On the ITP floor, we have a range of fixtures, including:
- ETC Selador Desire D40 Studio and D60 Studio LED PARs
- ETC Source 4 ellipsoidal spots, including a Source 4 Studio, a Source 4 Lustr and a Source 4 Daylight
- Coemar LEDko Reflection ellipsoidals
- An Elation Platinum Spot LED Pro II
- ColorKinetics ColorBlast 6 and 12 floodlights
If you want to control DMX from a microcontroller, here are a few options:
- From the Arduino Uno, the DMXSimple library works. It handles only one universe, and it’s only for the Uno and other AVR-based Arduino boards.
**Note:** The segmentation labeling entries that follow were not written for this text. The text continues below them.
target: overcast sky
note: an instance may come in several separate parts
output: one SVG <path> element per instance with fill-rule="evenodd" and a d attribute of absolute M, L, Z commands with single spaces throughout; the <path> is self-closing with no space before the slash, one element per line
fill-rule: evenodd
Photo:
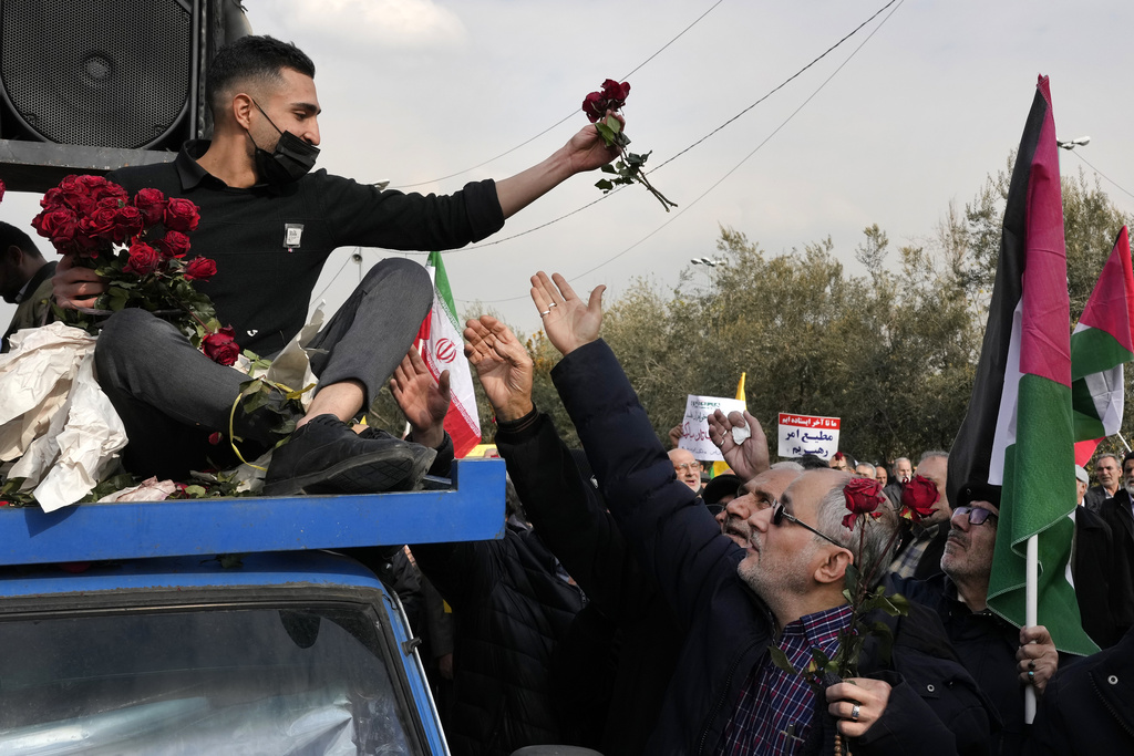
<path fill-rule="evenodd" d="M 658 165 L 886 2 L 245 5 L 254 32 L 293 41 L 315 60 L 321 167 L 448 193 L 551 154 L 586 124 L 578 105 L 608 77 L 631 82 L 632 148 L 653 150 L 650 164 Z M 830 236 L 856 271 L 864 227 L 878 223 L 891 247 L 923 241 L 950 201 L 971 199 L 989 172 L 1005 168 L 1038 74 L 1051 77 L 1059 137 L 1091 137 L 1082 158 L 1109 179 L 1102 188 L 1111 199 L 1134 213 L 1132 33 L 1131 0 L 898 0 L 651 175 L 677 211 L 667 214 L 648 192 L 629 187 L 576 213 L 601 196 L 593 187 L 599 175 L 577 176 L 513 218 L 494 237 L 499 244 L 448 253 L 458 309 L 479 299 L 532 331 L 539 318 L 527 279 L 540 269 L 564 273 L 579 290 L 607 283 L 615 297 L 638 275 L 668 288 L 691 257 L 713 256 L 719 226 L 771 254 Z M 1065 173 L 1082 167 L 1093 180 L 1094 170 L 1075 154 L 1063 158 Z M 36 201 L 9 193 L 0 218 L 26 223 Z M 332 255 L 316 287 L 331 307 L 358 280 L 352 252 Z M 367 265 L 388 254 L 363 250 Z M 703 275 L 696 271 L 693 281 Z M 5 322 L 10 314 L 11 306 L 0 308 Z"/>

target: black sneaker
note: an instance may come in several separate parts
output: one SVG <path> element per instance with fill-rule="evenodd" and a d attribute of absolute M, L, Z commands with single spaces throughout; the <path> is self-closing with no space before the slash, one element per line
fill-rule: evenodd
<path fill-rule="evenodd" d="M 272 452 L 264 494 L 411 491 L 437 452 L 393 436 L 359 438 L 333 415 L 313 417 Z"/>

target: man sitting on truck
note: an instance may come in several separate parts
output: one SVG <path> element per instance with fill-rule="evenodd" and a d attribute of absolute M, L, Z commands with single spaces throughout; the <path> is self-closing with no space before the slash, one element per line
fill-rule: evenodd
<path fill-rule="evenodd" d="M 244 349 L 278 352 L 304 325 L 328 255 L 341 246 L 451 249 L 498 231 L 506 218 L 569 176 L 616 155 L 587 126 L 543 162 L 500 182 L 472 182 L 447 196 L 383 192 L 308 172 L 320 143 L 315 67 L 295 45 L 245 36 L 222 48 L 206 79 L 213 138 L 188 142 L 170 163 L 122 168 L 108 178 L 135 193 L 155 188 L 201 210 L 193 244 L 218 272 L 198 283 Z M 361 145 L 359 145 L 361 146 Z M 85 306 L 105 290 L 94 271 L 67 257 L 56 301 Z M 310 345 L 316 393 L 274 455 L 265 493 L 364 493 L 412 487 L 432 451 L 348 426 L 401 360 L 430 309 L 424 270 L 405 260 L 374 266 Z M 183 478 L 223 445 L 246 377 L 194 349 L 169 323 L 142 309 L 112 315 L 95 355 L 100 384 L 126 426 L 124 455 L 136 475 Z M 272 406 L 236 410 L 235 435 L 268 449 L 279 435 L 282 394 Z M 272 411 L 272 410 L 277 411 Z M 247 453 L 245 455 L 247 456 Z"/>

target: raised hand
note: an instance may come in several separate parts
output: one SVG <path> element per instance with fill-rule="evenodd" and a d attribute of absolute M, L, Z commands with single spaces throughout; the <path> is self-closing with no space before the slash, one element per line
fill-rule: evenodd
<path fill-rule="evenodd" d="M 744 431 L 750 432 L 748 438 L 736 443 L 734 428 L 742 428 L 741 435 Z M 770 467 L 768 436 L 764 435 L 760 421 L 747 410 L 744 415 L 733 411 L 726 416 L 718 409 L 710 415 L 709 439 L 720 449 L 733 472 L 745 481 L 751 481 Z"/>
<path fill-rule="evenodd" d="M 465 328 L 465 356 L 476 369 L 497 419 L 517 421 L 532 411 L 532 358 L 507 325 L 482 315 Z"/>
<path fill-rule="evenodd" d="M 434 449 L 440 447 L 445 441 L 445 416 L 452 399 L 449 371 L 441 373 L 440 381 L 433 381 L 421 355 L 411 349 L 393 369 L 390 392 L 409 421 L 414 441 Z"/>
<path fill-rule="evenodd" d="M 598 286 L 591 299 L 583 303 L 559 273 L 551 278 L 543 271 L 532 277 L 532 301 L 543 320 L 543 331 L 548 340 L 565 357 L 583 345 L 599 338 L 602 325 L 602 292 L 606 286 Z"/>
<path fill-rule="evenodd" d="M 838 719 L 838 731 L 862 737 L 886 711 L 890 683 L 870 678 L 847 678 L 827 689 L 827 711 Z"/>

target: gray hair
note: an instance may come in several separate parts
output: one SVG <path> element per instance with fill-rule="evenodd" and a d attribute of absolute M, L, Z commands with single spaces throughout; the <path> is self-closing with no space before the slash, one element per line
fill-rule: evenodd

- From the MKRZero, or other MKR or ARM M0-based boards, the ArduinoDMX library does the job.
- From an Ethernet or WiFi-equipped board like the MKR1000 or MKR1010, you can use the sACNSource library in conjunction with an Ethernet-to-DMX converter like the DMXKing eDMX1-Pro.
- For LED strip pixel control over DMX, the DMXKing LeDMX4 Pro works well. You can control it using DMX512 or sACN.